What should be done for immune thrombocytopenia?
Immune thrombocytopenia (ITP), formerly known as idiopathic thrombocytopenic purpura, is a complex, acquired autoimmune disorder involving multiple pathogenic mechanisms. Management is individualized based on clinical circumstances. Generally, if the platelet count falls below 20 × 109/L, patients should remain on bed rest, avoid trauma, and receive hemostatic agents; close observation is warranted to assess for signs of bleeding.

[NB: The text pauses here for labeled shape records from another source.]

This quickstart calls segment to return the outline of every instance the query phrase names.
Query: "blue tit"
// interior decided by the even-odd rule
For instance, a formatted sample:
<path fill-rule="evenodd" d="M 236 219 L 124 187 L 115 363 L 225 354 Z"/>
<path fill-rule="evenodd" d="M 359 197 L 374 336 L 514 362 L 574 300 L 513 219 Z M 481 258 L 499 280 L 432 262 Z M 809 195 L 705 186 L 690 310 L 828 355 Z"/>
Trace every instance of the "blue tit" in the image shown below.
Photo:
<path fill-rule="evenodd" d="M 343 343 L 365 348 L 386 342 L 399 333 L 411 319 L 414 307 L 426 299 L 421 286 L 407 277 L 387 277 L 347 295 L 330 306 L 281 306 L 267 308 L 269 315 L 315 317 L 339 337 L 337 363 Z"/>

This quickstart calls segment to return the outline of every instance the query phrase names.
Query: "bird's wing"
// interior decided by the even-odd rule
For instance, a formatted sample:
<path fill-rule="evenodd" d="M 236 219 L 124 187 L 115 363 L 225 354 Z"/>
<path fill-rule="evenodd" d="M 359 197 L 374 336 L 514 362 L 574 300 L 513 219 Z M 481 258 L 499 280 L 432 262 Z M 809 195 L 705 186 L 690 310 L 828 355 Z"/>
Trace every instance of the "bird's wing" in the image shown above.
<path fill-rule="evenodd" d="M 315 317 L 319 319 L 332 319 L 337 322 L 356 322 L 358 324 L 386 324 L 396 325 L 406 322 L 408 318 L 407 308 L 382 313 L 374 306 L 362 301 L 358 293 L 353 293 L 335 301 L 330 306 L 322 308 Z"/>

In contrast, patients with baseline platelet counts above 30 × 109/L who are not scheduled for surgery or invasive procedures—and who do not engage in occupations or activities associated with an elevated risk of bleeding—have a relatively low risk of hemorrhage and may be managed with observation alone, without pharmacologic intervention.For newly diagnosed ITP, first-line treatment is corticosteroids, which achieve response rates of approximately 80%. In emergency situations requiring rapid platelet count elevation, intravenous immunoglobulin (IVIG) may be administered at either 400 mg/kg/day for at least five consecutive days or 1 g/kg/day for two days.
Second-line therapies are indicated when standard corticosteroid treatment fails. These include anti-CD20 monoclonal antibodies, thrombopoietin (TPO) receptor agonists, and splenectomy.